Gegen diesen Bescheid erhob die Beschwerdeführerin zunächst Beschwerde an den Verfassungsgerichtshof. Dieser lehnte mit Beschluss vom 25. September 2000, B 612/00, deren Behandlung ab und trat sie dem Verwaltungsgerichtshof zur Entscheidung ab.
In ihrer Beschwerdeergänzung erachtet sich die Beschwerdeführerin durch den angefochtenen Bescheid in ihrem Recht auf Bezug von Familienzuschlag gemäß § 20 Abs. 2 AlVG verletzt. Sie habe mit ihrem Sohn im gemeinsamen Haushalt gelebt und für ihn Familienbeihilfe bis November 1999 zugesprochen bekommen, somit unbestritten wesentlich zu seinem Unterhalt beigetragen.
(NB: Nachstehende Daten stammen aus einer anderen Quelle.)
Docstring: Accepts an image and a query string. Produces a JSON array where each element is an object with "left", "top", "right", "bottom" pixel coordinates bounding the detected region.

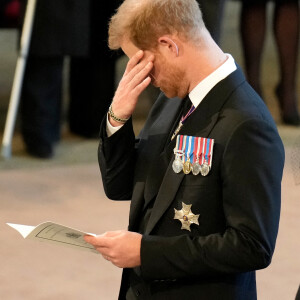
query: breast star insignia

Ihr Sohn sei minderjährig und nicht selbst erhaltungsfähig. Er sei seit 28. Februar 2000 beim Bundesheer, wohnungslos, mittellos und habe wegen eines Konkursverfahrens seine Arbeit verloren. Mit 23. August 1999 habe er bei dem Unternehmen N. zu arbeiten begonnen und zuerst seinen Probemonat absolviert, habe jedoch zu diesem Zeitpunkt bereits den Einberufungsbefehl vom Bundesheer erhalten und sei daher nur vorübergehend beschäftigt gewesen. Der Verdienst ihres Sohnes zwischen 1. Oktober 1999 und 31. Oktober 1999 sei unterhalb des in § 20 AlVG normierten Einkommens gewesen.
Die belangte Behörde legte die Akten des Verwaltungsverfahrens vor und erstattete eine Gegenschrift, in welcher sie die Abweisung der Beschwerde als unbegründet beantragt.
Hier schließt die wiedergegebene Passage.